Pourquoi l'assurance décennale est-elle indispensable ?
Si vous intervenez comme professionnel sur des chantiers de rénovation importants, la souscription d'une assurance responsabilité civile décennale est obligatoire. Instaurée par la loi Spinetta du 4 janvier 1978, cette obligation vise à protéger le maître d'ouvrage contre les vices et dommages graves affectant l'ouvrage pendant dix ans après réception.
Pour les particuliers, l'assurance dommages-ouvrage (DO) joue un rôle complémentaire : elle garantit une indemnisation rapide sans attendre la détermination des responsabilités entre les intervenants. Pour le professionnel, l'absence de garantie décennale avant le démarrage des travaux est lourdement sanctionnée (peine pouvant aller jusqu'à six mois d'emprisonnement et/ou 75 000 € d'amende) et l'attestation d'assurance doit être remise aux clients et apparaître sur les devis et factures.
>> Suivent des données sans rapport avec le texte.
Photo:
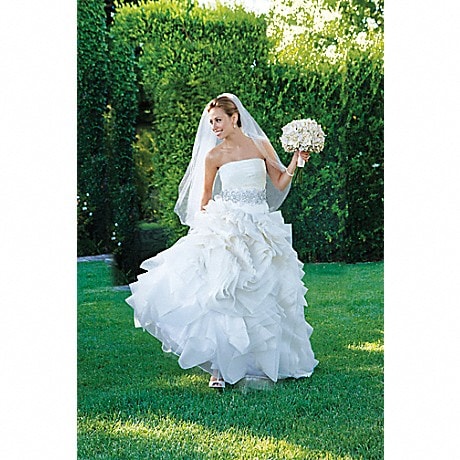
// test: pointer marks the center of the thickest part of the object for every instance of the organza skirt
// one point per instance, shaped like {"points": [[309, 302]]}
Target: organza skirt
{"points": [[229, 296]]}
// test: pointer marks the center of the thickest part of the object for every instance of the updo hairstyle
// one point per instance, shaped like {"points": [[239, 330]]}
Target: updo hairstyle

Que couvre exactement la garantie ?
La garantie décennale protège contre les dommages graves survenus après la réception des travaux et rendant l'ouvrage impropre à sa destination ou compromettant sa solidité. Elle s'applique pendant dix ans à compter de l'acceptation des travaux par le maître d'ouvrage, avec ou sans réserves.
- Exemples de sinistres généralement couverts : fissures importantes, affaissement de plancher, fléchissement de charpente, infiltrations majeures, défauts d'étanchéité, installations de chauffage ou climatisation rendant le logement impropre à son usage.
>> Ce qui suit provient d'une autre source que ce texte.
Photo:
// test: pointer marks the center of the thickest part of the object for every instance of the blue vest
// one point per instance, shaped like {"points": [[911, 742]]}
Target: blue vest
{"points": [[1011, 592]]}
- Sont aussi concernés les éléments d'équipement indissociables de l'ouvrage (par exemple, une chaudière solidaire de la structure).
- Ne sont pas pris en charge : dommages purement esthétiques ni sinistres relevant d'autres garanties (biennale pour éléments non structurels, responsabilité civile professionnelle pour certains dommages).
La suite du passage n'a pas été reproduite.